Me : Yes. What are you after?
X : Single sign-on.
Me : Just use Amazon, Google or Twitter for this.
X : No, how we build one.
Me : You don't. This is 2020 not 2003.
X : What if we don't trust those companies?
Me : Who cares? Users do.
X : We can't rely on other companies.
Me : You do already unless you've been building your own powerplants, water supply, sewage works, farms, automotive factory ... long list.
That painful slide from the ridiculous to the surreal ... we will need a committment from future governments for a full investigation into all matters. Lessons need to be learned ->
Of course, I don't take lightly the implied accusations but then I take even less lightly the misuse or exploitation of the public purse. For justice to operate and for trust to be maintained then it must not only be done but seen to be done. Dogma is not an excuse.
Fortunately, as the old phrase goes ... “The profiteering that cannot be got at by the restraints of conscience and love of country can be got at by taxation." US President Wilson.
We will need a reckoning, a great rebalancing for any abuse that might have occurred.
Gosh, this getting out of control. If we need to raise funds then use a least harm principle across society. A rough calculation says that a 60% wealth tax on wealth over £200m would give Gov around £340 billion whilst impacting only 600 odd families. They would survive ->
Of course, a huge amount of wealth is hidden in offshore trusts and other vehicles. Whilst the global GDP is around $80Tn, I understand that the actual amount is believed to be north of $130Tn.
The good news is that the majority of offshore trusts run through ... the city of London. Ok, obviously we want to keep the industry but I'm sure that Gov can be a bit creative here.
An all Wales two week firebreak is a start but it seems too short.

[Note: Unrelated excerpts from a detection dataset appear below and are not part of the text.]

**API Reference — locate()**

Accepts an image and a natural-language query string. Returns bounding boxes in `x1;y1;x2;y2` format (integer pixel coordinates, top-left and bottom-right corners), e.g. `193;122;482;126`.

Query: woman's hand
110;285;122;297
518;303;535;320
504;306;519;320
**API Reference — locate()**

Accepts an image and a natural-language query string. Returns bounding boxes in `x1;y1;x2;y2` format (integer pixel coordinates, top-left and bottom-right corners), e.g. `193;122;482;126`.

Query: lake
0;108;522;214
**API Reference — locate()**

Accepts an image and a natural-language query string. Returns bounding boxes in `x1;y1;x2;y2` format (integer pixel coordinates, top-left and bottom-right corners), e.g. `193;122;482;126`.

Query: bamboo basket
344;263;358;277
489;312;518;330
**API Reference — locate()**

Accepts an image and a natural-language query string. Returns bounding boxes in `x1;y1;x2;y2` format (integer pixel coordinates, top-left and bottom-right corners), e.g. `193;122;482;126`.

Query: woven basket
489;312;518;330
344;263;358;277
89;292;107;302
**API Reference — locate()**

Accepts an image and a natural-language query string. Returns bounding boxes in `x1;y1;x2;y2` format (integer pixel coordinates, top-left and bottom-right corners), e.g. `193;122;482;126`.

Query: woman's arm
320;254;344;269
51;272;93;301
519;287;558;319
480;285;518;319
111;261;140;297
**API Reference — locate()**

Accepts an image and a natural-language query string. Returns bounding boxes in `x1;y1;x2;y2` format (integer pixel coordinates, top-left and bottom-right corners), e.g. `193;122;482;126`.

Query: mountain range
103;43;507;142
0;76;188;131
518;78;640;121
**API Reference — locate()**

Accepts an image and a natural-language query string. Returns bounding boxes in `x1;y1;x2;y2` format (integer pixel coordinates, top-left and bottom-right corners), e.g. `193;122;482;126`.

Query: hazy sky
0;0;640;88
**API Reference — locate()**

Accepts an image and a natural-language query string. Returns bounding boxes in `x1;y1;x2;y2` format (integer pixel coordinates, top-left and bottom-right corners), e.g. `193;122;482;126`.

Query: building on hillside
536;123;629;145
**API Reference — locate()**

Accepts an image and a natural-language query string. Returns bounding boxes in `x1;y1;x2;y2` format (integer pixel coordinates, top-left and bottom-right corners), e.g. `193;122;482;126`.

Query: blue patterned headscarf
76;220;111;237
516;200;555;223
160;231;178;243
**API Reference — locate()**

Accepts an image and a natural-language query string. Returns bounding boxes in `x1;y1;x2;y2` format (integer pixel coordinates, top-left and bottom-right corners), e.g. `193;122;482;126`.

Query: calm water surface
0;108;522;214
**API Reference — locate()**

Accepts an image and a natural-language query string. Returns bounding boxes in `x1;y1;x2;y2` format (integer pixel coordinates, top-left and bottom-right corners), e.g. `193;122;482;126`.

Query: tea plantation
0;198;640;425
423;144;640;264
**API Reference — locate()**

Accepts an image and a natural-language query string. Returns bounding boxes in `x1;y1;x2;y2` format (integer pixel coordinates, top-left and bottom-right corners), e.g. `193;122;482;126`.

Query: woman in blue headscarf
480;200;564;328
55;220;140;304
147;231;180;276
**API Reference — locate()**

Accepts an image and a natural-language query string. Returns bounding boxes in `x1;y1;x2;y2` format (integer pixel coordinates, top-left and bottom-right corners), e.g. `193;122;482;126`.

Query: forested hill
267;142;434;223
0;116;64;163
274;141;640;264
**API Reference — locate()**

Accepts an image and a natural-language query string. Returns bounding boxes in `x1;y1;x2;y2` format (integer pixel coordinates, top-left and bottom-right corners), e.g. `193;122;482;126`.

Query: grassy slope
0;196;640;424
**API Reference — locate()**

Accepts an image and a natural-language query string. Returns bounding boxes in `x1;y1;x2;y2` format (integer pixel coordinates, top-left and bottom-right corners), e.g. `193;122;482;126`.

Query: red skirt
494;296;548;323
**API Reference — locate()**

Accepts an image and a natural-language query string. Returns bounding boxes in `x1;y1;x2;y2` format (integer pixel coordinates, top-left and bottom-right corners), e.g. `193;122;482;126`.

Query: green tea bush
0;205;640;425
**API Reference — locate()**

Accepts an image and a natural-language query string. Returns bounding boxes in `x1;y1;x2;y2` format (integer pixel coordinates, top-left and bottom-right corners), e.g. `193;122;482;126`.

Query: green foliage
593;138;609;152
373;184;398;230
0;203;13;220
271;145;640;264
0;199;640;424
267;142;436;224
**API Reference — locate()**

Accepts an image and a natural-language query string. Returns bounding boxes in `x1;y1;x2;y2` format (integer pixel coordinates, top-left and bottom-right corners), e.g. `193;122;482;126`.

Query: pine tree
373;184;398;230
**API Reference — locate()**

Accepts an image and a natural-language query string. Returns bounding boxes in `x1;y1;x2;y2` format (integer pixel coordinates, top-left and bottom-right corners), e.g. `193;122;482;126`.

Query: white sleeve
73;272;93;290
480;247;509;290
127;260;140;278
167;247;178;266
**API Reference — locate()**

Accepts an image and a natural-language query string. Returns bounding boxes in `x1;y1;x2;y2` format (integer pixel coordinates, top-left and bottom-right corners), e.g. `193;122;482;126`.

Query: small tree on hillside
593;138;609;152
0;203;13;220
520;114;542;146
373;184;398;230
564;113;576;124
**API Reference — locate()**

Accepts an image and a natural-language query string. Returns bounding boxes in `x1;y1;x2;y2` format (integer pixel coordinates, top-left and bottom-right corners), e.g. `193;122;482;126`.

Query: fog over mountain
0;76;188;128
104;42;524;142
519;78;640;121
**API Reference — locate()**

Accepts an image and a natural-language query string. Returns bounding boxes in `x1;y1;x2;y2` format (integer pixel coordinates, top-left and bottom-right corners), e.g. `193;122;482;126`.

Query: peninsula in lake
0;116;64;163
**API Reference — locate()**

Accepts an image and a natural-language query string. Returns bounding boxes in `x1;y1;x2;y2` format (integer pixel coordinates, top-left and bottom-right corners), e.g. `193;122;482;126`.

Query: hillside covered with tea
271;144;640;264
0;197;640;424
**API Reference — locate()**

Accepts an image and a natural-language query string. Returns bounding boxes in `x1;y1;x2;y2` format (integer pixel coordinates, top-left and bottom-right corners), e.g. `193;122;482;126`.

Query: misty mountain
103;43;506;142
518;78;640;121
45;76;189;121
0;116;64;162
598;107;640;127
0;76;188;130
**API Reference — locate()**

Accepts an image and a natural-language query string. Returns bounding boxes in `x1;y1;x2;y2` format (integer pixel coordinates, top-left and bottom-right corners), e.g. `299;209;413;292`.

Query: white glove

Put the army on the streets, deliver food and basics to people's homes, suspend all transactions, close it down for eight weeks ->
X : Army on the streets?
Me : See China, Army was delivering food and consumables to homes. You need to stop the transmission of this disease. Still, two weeks firebreak is better than no weeks. Not enough though and this would just be the reset.
X : Reset?
Me : Yep, that's the beginning and I doubt two weeks is anywhere near enough. Wales will still need track and trace (see Ireland for an open source system), use of masks (precautionary), testing and border control (see Nunavut) even after a reset.
X : Do you know anyone impacted by COVID?
Me : Everyone? But if you're talking impacted directly then numerous friends have had COVID, a couple have been hospitalised (including family members) and then I have good friends who work in healthcare and I've seen their trauma ...
... if you're talking death, then just one in a very extended circle. We've been lucky so far, it's a vicious disease.
X : Yourself?
Me : Well, I look for the positives even in a crisis. At the very least I try to be a rock - more time with family, more social interaction due to less travel. Hell, I've even lost weight but I feel a constant pressure towards that dreaded phone call.
X : Suggestions for thriving in this post truth world?
Me : Tough one. The most common pattern I see is ... do bad things, become rich, write book about people doing bad things, become richer, produce a film saying how bad you feel, run out of space to store the bags of cash.
X : Is this a new thing?
Me : Oh no. The "road to Damascus" is a common ploy in economics ... you "liberalise" a market like Russia, causing a catastrophe and then build a new career on why liberalisation was a bad idea and how you have the answers etc.
X : Can't we learn from our mistakes?
Me : Of course but the mistakes in such cases are generally believing that your past dogma was right which is then followed up by a solution that involves believing your new dogma is right. Some people are just more wrong than they are right.